5 – Weininger, Op. Cit., c. X., particularmente: “Vida física e morte física, ambas unidas de uma maneira misteriosa no coito, se repartem entre a mulher como mãe e a mulher como prostituta”. Insistindo em falar da “prostituta”, Weininger faz notar a significação do fato de que “a prostituição é algo que aparece somente entre os seres humanos”, é inexistente entre as espécies animais. Este fato deve ser posto precisamente em relação com a potencialidade “shivaica” do tipo puro da amante. Um tratado atribuído a Alberto Magno (De secretis mulierum) ao descrever o tipo da mulher que ama a união sexual, indica com ocaracterísticas a raridade ou irregularidade das menstruações, a escassez de leite em mulheres desse tipo que se convertem em mães, ademais de uma disposição para a crueldade: voltaremos a este último ponto.
6 – Weininger, Op. Cit., pág. 307. Ibid.
7 – Do ponto de vista sutil não se trata do sêmen material, mas justamente de sua contrapartida imaterial. Paracelso (Opus Paramirum, III) diz: “Na matriz foi posta uma força atrativa que é como um íman, e ela atrai o sêmen”, ele distingue o sêmen do esperma: “a matriz separa o esperma do sêmen, rechaçando o esperma e retendo o sêmen”. Sobre esta base Paracelso trata também dos condicionamentos transbiológicos da fecundação. Para a distinção agora indicada se pode confrontar o que, ainda que em um domínio mais geral, o Cosmopolita (Novum Lumen Chemicum, Paris, 1669): “Como eu disse várias vezes, o esperma é visível, mas o sêmen é, pois, uma coisa invisível e quase como uma alma viva que não se encontra nas coisas mortas”.

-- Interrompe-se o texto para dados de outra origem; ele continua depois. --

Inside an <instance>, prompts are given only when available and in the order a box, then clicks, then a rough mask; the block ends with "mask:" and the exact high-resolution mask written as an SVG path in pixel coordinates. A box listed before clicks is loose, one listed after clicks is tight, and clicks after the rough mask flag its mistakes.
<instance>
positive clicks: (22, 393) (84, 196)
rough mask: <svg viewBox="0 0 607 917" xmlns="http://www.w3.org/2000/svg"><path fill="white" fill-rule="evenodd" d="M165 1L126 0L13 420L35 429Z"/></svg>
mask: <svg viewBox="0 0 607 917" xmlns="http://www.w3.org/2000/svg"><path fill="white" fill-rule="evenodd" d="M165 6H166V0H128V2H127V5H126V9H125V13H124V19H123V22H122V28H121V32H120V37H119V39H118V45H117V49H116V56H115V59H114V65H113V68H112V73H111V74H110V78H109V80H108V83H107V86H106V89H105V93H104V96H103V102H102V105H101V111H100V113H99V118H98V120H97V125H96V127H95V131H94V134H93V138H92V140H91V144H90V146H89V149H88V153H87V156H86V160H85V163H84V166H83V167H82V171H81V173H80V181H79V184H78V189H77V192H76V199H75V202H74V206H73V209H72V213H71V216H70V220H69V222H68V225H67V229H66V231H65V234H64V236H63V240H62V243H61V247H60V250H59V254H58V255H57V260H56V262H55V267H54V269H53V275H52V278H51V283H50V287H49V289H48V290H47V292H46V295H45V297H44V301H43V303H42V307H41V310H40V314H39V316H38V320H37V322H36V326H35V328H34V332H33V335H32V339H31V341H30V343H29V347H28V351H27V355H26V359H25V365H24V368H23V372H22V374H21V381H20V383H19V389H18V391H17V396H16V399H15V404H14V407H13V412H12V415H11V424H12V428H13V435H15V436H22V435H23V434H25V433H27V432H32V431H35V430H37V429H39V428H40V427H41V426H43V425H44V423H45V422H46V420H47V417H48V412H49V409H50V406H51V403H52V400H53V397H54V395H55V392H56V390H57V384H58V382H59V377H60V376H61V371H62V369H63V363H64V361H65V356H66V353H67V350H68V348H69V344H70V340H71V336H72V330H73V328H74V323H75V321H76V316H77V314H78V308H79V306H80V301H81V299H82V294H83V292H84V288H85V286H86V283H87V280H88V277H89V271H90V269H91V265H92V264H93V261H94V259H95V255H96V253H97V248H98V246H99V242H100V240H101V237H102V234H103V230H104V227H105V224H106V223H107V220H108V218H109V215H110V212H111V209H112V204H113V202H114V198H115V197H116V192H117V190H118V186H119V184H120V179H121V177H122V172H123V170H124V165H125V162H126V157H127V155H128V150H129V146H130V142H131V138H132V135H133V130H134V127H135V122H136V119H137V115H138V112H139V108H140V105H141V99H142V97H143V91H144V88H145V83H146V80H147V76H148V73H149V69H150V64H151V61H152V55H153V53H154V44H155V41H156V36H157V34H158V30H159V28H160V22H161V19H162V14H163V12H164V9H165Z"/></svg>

8 – Assim, no Oriente antigo, se pode dizer “a sensualidade da mulher é oito vezes maior que a do homem”, enquanto que na antiguidade ocidental se encontram expressões como aquela de Ovídio (Ars Amandi, I), que diz: [Libido foeminae] acrior est mostra, plusque furores habet.
9 – Se trata não só de um controle anormal do constrictor cunni, mas também de certas fibras lisas do órgão feminino, que permitem a intensificação do dito automatismo succionante. Em certos casos, o desenvolvimento dessa possibilidade forma parte da educação erótica da mulher, até o ponto de que, em alguns povos é para uma jovem um motivo de desqualificação que não seja capaz disso. Nas mulheres utilizadas na magia sexual tântrica um treinamento desse gênero parece ser levado a um grau muito alto, se no Hathayogapradipika na mulher para a prática chamada yoni-mudra, se supõe um poder de contração voluntária do yoni, capaz de impedir, por estrangulamento do lingam, a emissão do sêmen masculino. Em Ploss-Bartels são recordados casos de mulheres capazes de expulsar o esperma depois de tê-lo recebido.